The Obama administration’s inability to develop an effective strategy for Afghanistan—like in Syria, Iraq and Libya—is due to a lack of appreciation and understanding of local and regional cultural and political dynamics. The U.S. and previous foreign powers never gained a true understanding of the tribal and cultural dynamics within Afghanistan. The people that have understood them tend to have their voices drowned out during the decision-making process, which has led to military force being used more often where other methods would have been more effective.

Afghanistan is a failed state that is distinctly different from Syria, Iraq, and Libya. Therefore, any decisions regarding Afghanistan, based on past and current experiences in these areas are flawed. Unfortunately, current and previous administrations, along with senior military planners struggle to understand the cultural nuances and tribal dynamics at play in Afghanistan.
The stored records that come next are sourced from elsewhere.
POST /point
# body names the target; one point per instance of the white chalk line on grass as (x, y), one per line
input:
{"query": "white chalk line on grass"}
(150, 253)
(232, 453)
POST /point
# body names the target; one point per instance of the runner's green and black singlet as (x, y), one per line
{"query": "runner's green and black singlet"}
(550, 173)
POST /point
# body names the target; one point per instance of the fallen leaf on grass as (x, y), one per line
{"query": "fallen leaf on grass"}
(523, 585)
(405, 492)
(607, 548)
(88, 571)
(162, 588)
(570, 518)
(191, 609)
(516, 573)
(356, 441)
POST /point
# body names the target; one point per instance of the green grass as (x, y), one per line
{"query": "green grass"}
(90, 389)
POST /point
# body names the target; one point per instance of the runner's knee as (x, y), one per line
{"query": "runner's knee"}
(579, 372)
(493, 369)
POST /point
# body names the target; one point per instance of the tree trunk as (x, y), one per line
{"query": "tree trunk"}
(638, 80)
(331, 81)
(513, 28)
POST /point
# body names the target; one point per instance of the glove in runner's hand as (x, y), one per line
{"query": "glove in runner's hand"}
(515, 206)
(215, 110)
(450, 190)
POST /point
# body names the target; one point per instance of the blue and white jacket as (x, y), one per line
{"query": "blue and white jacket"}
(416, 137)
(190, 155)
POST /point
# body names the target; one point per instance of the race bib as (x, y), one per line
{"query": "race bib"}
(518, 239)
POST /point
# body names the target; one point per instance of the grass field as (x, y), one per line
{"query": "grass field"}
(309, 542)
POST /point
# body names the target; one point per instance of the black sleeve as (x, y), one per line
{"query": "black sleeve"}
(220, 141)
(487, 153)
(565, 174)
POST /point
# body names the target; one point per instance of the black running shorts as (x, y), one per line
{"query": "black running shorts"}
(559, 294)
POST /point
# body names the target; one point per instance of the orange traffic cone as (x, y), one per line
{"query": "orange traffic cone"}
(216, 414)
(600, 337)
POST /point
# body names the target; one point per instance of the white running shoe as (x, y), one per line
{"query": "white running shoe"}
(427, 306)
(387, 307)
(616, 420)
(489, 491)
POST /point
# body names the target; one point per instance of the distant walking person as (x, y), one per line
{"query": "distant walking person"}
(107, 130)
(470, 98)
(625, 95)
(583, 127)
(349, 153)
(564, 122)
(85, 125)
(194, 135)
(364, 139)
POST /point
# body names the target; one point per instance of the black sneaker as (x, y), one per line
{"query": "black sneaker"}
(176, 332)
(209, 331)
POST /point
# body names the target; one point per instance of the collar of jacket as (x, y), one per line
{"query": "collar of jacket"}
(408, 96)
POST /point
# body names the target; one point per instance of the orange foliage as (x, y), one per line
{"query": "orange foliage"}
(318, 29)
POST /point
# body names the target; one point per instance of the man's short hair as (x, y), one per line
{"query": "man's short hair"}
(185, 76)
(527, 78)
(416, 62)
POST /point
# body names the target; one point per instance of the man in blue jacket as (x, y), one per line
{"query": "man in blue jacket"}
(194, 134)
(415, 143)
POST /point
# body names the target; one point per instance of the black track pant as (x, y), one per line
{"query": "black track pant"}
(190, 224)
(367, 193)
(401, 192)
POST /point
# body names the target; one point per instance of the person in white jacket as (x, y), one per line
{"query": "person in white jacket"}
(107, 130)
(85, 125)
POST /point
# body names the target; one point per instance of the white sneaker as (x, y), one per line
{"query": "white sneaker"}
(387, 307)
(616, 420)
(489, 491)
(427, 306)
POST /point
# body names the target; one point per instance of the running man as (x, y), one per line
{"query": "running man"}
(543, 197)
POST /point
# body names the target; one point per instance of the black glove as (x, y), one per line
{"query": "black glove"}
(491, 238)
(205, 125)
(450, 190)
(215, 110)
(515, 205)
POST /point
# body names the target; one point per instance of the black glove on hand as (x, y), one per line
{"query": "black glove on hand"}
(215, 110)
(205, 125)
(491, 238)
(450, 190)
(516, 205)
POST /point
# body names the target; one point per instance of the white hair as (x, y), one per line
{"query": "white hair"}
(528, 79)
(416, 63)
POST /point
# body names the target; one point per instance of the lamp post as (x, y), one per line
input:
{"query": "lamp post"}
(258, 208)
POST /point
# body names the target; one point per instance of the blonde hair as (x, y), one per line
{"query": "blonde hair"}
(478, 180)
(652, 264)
This has prevented them from developing a coherent strategy to effectively counter the Taliban’s ideology and activities.

Supporting Afghanistan’s newly elected president, Ashraf Ghani is the best option available for the U.S. and international community to achieve stability in Afghanistan. To do so, President Ghani will need to create an effective, legitimate government, while at the same time dismantling the patronage networks that President Karzai spent over a decade creating.  He will also need to eliminate the endemic corruption that permeates the government, create and maintain adequate security in order to promote foreign investment and continue the flow of donor funding, while balancing historical ethnic and tribal divisions. These changes will not occur overnight and require deliberate planning and a long-term commitment by the U.S. and NATO.

Ironically, President Obama wants to extricate the U.S. and the military from Afghanistan, but the administration continues to seek a military option as the solution. Stability can be achieved in Afghanistan; however, it will not be achieved through military means alone. Creating security in Afghanistan is a long-term, complex endeavor with numerous internal and external variables influencing the outcome. The U.S. and the rest of the international community must support President Ghani and focus on pragmatic economic development initiatives to move Afghanistan incrementally, but continuously, toward stability—this can be achieved, but it will not be through military means.